Thanks. I did the following -

  1. Installed ESPhome on docher (my HA instance also runs in docker, so no “addons” available)
  2. Configured the Atom Echo with HA firmware
  3. tried tinkering with the config file on ESPhome as shown above
substitutions:
  name: m5stack-atom-echo-0ab278
  friendly_name: M5Stack Atom Echo 0ab278
esphome:
  name: ${name}
  name_add_mac_suffix: false
  friendly_name: ${friendly_name}
api:
  encryption:
    key:xxx


voice_assistant:
  # Adjust Mic parameters for better understanding depending on room environment
  noise_suppression_level: 2   # 1-4
  volume_multiplier: 5.0   #1.0-6.0 (higher than 6 will result in major distortion)
  # Don't use Atom's speaker at all
  speaker: !remove     
  # Output response as a TTS to a chosen speaker
  on_tts_start:     
    - homeassistant.service:
        service: lms_tts_notify #this is what I otherwise use, works file via HA
        data:
          entity_id: media_player.black_2
          message: !lambda 'return x;'
  # I want to know when an Atom loses connection to HA, so blink the light fast red
  on_client_disconnected:     
    then:
    - voice_assistant.stop: {}
    - micro_wake_word.stop: {}
    - light.turn_on:
        id: led
        red: 1.0
        green: 0.0
        blue: 0.0
        brightness: 1.0
        effect: Fast Pulse
        state: true

# Expose a restart button to HA so the Atom can be remotely rebooted 
# (can fix a stuck pipeline or unstable wifi connection in multi-AP/mesh environments)  
button:     
- platform: restart
  id: restart_btn
  name: Reboot
  disabled_by_default: false
  icon: mdi:restart-alert
  entity_category: config
  device_class: restart  

# Expose a new switch to HA to indicate timer_ringing AND ability to 
# toggle it back to an off state (acknowledges the timer, same as pressing 
# Atom's front button); automate using this switch
switch:     
- platform: template
  name: Timer Ringing
  optimistic: true
  lambda: |-
    if (id(timer_ringing).state) {
      return true;
    } else {
      return false;
    }
  turn_off_action:
      - switch.turn_off: timer_ringing


wifi:
  ssid: !secret wifi_ssid
  password: !secret wifi_password

The problem - I see the following logs in the esphome

NFO ESPHome 2024.12.4
INFO Reading configuration /config/m5stack-atom-echo-0ab278.yaml...
Failed config

esphome: [source /config/m5stack-atom-echo-0ab278.yaml:5]
  
  Platform missing.
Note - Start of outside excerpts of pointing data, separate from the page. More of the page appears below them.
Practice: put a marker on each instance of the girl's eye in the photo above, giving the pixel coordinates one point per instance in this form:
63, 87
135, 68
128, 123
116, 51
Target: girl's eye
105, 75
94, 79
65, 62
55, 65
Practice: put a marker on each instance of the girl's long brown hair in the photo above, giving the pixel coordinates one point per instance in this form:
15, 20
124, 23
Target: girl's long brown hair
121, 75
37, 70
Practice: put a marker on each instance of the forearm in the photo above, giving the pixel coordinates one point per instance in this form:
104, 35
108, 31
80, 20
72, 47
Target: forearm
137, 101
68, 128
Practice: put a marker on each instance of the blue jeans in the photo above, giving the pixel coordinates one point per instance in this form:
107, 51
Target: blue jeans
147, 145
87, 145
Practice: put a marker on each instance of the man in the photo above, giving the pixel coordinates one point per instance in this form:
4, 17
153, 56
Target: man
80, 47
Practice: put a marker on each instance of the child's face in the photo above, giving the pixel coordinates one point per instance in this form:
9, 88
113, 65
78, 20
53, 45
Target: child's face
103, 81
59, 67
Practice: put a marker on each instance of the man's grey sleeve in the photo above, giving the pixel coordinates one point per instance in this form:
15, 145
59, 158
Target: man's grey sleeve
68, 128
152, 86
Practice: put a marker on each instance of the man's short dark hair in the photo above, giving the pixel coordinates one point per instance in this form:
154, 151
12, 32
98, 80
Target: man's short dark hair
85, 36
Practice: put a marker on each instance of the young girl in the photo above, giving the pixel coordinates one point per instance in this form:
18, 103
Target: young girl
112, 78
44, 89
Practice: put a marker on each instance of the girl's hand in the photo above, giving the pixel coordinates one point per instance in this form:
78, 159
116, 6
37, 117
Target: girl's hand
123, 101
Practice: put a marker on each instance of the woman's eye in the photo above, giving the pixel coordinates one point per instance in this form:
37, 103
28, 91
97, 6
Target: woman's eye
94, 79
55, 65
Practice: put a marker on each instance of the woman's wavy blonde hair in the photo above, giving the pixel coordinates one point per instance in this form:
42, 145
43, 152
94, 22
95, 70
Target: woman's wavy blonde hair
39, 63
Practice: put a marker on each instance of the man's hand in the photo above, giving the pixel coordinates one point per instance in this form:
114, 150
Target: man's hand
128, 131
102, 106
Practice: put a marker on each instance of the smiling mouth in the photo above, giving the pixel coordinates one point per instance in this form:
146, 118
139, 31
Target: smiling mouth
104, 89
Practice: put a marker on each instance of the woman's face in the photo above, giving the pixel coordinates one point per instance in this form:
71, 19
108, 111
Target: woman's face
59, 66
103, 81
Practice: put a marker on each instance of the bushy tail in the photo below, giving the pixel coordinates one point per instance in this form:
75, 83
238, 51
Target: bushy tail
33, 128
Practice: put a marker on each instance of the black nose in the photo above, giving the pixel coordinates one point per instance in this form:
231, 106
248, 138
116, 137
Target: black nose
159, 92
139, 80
You must include one of the available platform keys: bk72xx, esp32, esp8266, host, libretiny, rp2040, rtl87xx.
  name: m5stack-atom-echo-0ab278
  name_add_mac_suffix: False
  friendly_name: M5Stack Atom Echo 0ab278

So, am I on the correct path? Or what does this error actually mean?

Means you need something like this in your code:

esp32:
  board: m5stack-atom
  framework:
    type: arduino

Thanks for the inputs. I got it working… almost.
only the “!remove”
is not accepted by the validate / compile function. I also have an ATOM. Do you know what the issue might be?